S: Ja, das kann man so sagen. Wir leben in einem interessanten Zeitalter. Man hört ständig von Leuten, die eigentlich gar nicht viel zu sagen haben, sich aber gut darstellen können. Leider glauben dann auch viele, dass diejenigen, die sich am besten darstellen auch die besten sind. Was natürlich Quatsch ist.In diesem Zusammenhang kann man auch die Sozialen Medien kritisch hinterfragen, die diese Entwicklung stark begünstigen. Alles, was zählt, sind gute Bilder, mittlerweile leider auch im Alpinismus. Dieser Entwicklung stehe ich sehr skeptisch gegenüber.Unsere Filme dagegen leben von langstehenden Bergbildern, wo viel Luft sein soll zum Schauen, zum Überlegen, zum Hinterfragen. Wir gehen weg vom schnellen Schnitt, allgemein vom Hastigen, weil ich skeptisch bin, dass das das ist, was die Leute wirklich wollen.

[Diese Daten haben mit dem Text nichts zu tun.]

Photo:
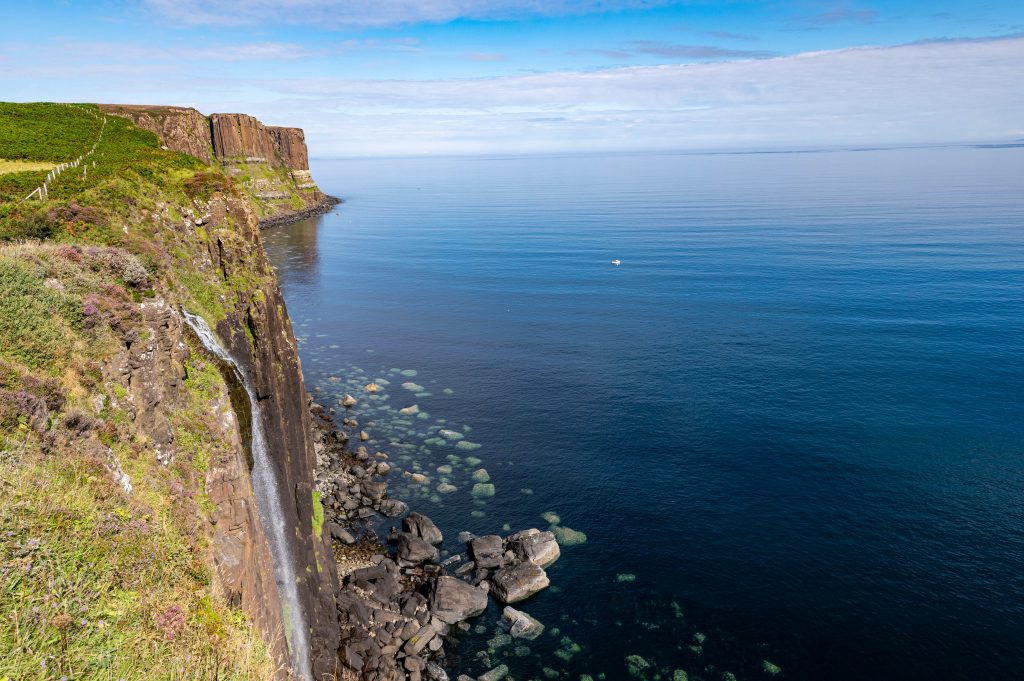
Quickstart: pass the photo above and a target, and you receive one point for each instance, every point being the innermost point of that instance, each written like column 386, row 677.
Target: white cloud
column 927, row 92
column 337, row 13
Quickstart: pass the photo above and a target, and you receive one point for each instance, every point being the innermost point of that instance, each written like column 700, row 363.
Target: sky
column 452, row 77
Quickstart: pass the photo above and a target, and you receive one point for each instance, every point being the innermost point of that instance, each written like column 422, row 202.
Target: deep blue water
column 795, row 410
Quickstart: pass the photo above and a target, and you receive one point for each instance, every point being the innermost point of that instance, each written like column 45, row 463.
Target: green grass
column 317, row 515
column 91, row 581
column 24, row 166
column 37, row 324
column 47, row 131
column 96, row 586
column 126, row 161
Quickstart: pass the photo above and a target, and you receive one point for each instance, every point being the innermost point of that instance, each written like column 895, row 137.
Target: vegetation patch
column 24, row 166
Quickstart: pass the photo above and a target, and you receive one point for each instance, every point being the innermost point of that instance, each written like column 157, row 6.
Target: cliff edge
column 132, row 540
column 270, row 163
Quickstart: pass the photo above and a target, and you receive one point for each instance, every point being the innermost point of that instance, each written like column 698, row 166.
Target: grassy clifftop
column 111, row 420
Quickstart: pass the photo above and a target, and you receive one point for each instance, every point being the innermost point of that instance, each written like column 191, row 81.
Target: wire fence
column 43, row 190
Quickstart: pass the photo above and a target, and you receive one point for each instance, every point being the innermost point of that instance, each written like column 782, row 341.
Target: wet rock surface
column 399, row 605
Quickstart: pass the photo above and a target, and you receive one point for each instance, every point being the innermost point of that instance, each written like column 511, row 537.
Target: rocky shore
column 321, row 208
column 399, row 604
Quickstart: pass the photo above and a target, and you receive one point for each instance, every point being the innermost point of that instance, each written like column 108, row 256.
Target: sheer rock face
column 230, row 136
column 241, row 136
column 271, row 357
column 181, row 129
column 291, row 146
column 257, row 333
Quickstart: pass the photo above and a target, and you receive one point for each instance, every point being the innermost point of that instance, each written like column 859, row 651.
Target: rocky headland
column 151, row 384
column 399, row 603
column 270, row 162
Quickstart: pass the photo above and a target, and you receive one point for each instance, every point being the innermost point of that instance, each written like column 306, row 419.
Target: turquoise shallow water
column 790, row 423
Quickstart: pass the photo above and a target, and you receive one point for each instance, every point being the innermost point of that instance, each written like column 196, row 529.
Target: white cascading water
column 268, row 501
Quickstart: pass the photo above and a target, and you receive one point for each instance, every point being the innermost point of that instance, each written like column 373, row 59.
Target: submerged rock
column 422, row 526
column 497, row 674
column 551, row 517
column 486, row 551
column 521, row 625
column 567, row 536
column 392, row 508
column 415, row 551
column 535, row 546
column 636, row 666
column 483, row 490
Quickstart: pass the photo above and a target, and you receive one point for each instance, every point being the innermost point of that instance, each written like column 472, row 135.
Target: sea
column 782, row 438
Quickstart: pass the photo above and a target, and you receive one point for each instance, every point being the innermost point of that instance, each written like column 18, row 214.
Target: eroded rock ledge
column 270, row 163
column 398, row 605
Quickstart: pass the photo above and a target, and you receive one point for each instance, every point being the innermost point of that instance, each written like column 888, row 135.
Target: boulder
column 520, row 625
column 454, row 600
column 535, row 546
column 517, row 583
column 422, row 526
column 487, row 551
column 414, row 551
column 339, row 534
column 435, row 672
column 392, row 508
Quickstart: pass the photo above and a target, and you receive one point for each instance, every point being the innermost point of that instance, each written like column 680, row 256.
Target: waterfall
column 268, row 501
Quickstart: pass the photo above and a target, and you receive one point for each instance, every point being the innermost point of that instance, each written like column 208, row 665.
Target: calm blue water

Was bedeutet für dich Alpinismus im 21. Jahrhundert? Ist das Goldene Zeitalter vorbei, das Zeitalter der Erstbesteigungen und sensationellen Expeditionen?
S: Ich glaube nicht, dass das Goldene Zeitalter des Alpinismus vorbei ist. Er entwickelt sich einfach weiter. Meine Philosophie betrifft eher das Gebirge als wilden Ort. Wenn man selber Verantwortung übernimmt, selber sichert, selber Entscheidung trifft, dann bleibt das Thema Alpinismus ewig aktuell und spannend. 
Magdalena, du hast 2017 die komplette Leitung der Messner Mountain Museen (MMM) übernommen. Vor welchen Herausforderungen stehst du besonders?
M: Die MMM sind die einzigen Museen weit und breit, auch über die Landesgrenze hinaus, die ohne Beiträge oder Subventionen laufen. Wir haben nie danach gefragt und das soll momentan auch so bleiben, vor allem weil wir uns diese Flexibilität und Unabhängigkeit bewahren wollen. Auch tut uns der Wettbewerb in der freien Marktwirtschaft gut, man legt sich viel mehr ins Zeug. Die sechs Museen werden von einem Team von insgesamt nur 20 Personen getragen – auch das ist eine unglaubliche Leistung und funktioniert nur, weil wir den Betrieb so familiär und persönlich führen können, unsere Mitarbeiter gerne Teil der MMM-Familie und so loyal sind. Wir wurden als einer der besten Arbeitgeber Südtirols ausgezeichnet. Das ist natürlich für mich eine schöne Bestätigung dafür, dass wir auf dem richtigen Weg sind. 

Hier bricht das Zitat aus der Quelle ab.